Письмо Маруси. Глава двадцать девятая

Анна Дудка
После обеда Ивану позвонила Аля:

- Ванечка, как ты смотришь на то, если я приду к тебе с батюшкой? Он тебя исповедует и причастит перед операцией…

- Вы что меня заранее хороните?

- Ну что ты, просто врачам легче будет тебя оперировать, и ты скорее пойдёшь на поправку после операции. Покаешься в грехах, Господь тебя простит и обязательно поможет…

- Шаманство какое-то. Нет, Аля, я не готов к таким манипуляциям. А с бухты-барахты не хочу. Нужно же иметь желание, верить в то, что делаешь, а так, с пустой головой и равнодушным сердцем – зачем?

- Жаль, что ты так настроен.

- Да не настроен я, Аля. Не хочу быть болванчиком в чужих руках. То мать мною манипулировала. Теперь вы предлагаете исповедаться. А я даже не знаю, в чём. А главное – зачем?

- Ты прав, Ванечка. Конечно, нужно подготовиться. Только у тебя сейчас нет для этого времени.

- Аля, будь что будет. От судьбы не уйдёшь. Я и так попал в лучшую клинику, к лучшему доктору. А уж там – как Бог решит, жить мне или умереть. Я ко всему готов. На меня столько всего свалилось, в голове такая каша, а вы про какую-то исповедь. Я вам очень благодарен за заботу и участие, но к разговору с батюшкой я совершенно не готов. Мне просто смешно думать об этом, тем более отвлекать человека от работы.

- Ванечка, ты не понимаешь, как это важно, особенно сейчас…

- Да, я не понимаю. Может, потом когда-нибудь пойму и сам попрошу вас отвести меня к батюшке, но я должен сам к этому прийти, умом ли, сердцем, но почувствовать неодолимое желание и ощутить веру в то, что это важно для меня и нужно, тогда всё это обретёт смысл: и исповедь, и причастие, о котором я представления не имею и не понимаю значения ваших слов. Простите, если я вас огорчаю, Аля, но давайте закончим этот разговор. Я к нему не готов.

- Видит Бог, я всем сердцем желаю тебе выздороветь и жить полноценной жизнью! Привет от сестрички! До свидания. Храни тебя Бог, Ванечка!

- Всего вам доброго, Аля! И от меня тоже передайте от меня привет Марусе!

Ивану было неприятно от сознания, что он наверняка расстроил Алю, которая из лучших побуждений всеми силами старалась и подкормить его и помочь ему спасти свою душу, но ему самому сейчас больше всего хотелось, чтобы все оставили его в покое.
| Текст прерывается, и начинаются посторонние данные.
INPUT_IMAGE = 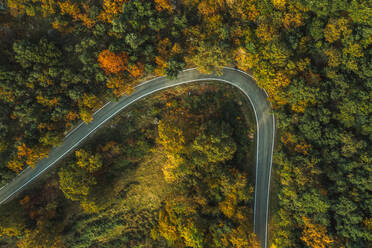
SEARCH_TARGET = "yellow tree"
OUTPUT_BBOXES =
[301,217,334,248]
[154,0,173,12]
[98,49,127,73]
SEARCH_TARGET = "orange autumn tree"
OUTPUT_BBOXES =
[301,217,334,248]
[98,49,128,74]
[154,0,173,12]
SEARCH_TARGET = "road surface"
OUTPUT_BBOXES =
[0,68,275,248]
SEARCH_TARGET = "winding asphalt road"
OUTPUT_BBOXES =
[0,68,275,248]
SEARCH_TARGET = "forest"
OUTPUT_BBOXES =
[0,0,372,248]
[0,83,260,248]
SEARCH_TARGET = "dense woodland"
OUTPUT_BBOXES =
[0,84,260,248]
[0,0,372,248]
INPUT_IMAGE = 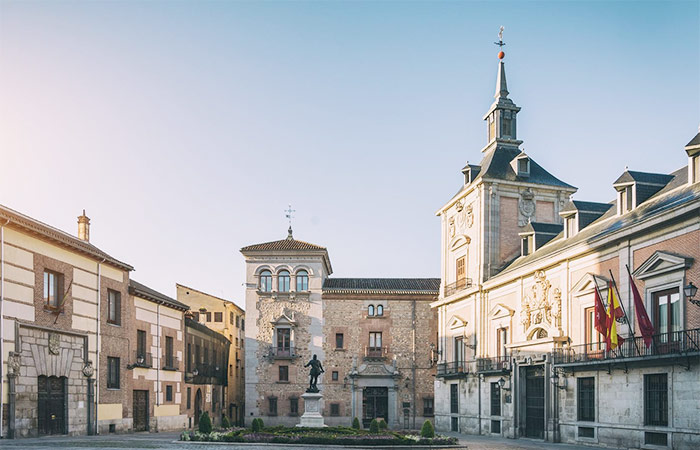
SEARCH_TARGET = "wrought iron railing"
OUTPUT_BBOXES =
[445,278,472,297]
[476,356,510,372]
[437,361,469,377]
[270,346,297,359]
[553,328,700,365]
Хотя бы ненадолго. Он хотел тишины, как у Андрея Вознесенского:

Тишины хочу, тишины...
Нервы, что ли, обожжены?
Тишины...
чтобы тень от сосны,
щекоча нас, перемещалась,
холодящая словно шалость,
вдоль спины, до мизинца ступни,
тишины...

звуки будто отключены.
Чем назвать твои брови с отливом?
Понимание -
молчаливо.
Тишины.

Звук запаздывает за светом.
Слишком часто мы рты разеваем.
Настоящее - неназываемо.
Надо жить ощущением, цветом.

Кожа тоже ведь человек,
с впечатленьями, голосами.
Для неё музыкально касанье,
как для слуха - поет соловей.

Как живётся вам там, болтуны,
чай, опять кулуарный авралец?
горлопаны не наорались?
тишины...
Мы в другое погружены.
В ход природ неисповедимый,
И по едкому запаху дыма
Мы поймём, что идут чабаны.

Значит, вечер. Вскипают приварок.
Они курят, как тени тихи.
И из псов, как из зажигалок,
Светят тихие языки.


И ему не хотелось палаты, разговоров, и, батюшки святы! - затаённой напротив вины, он хотел всей душой тишины…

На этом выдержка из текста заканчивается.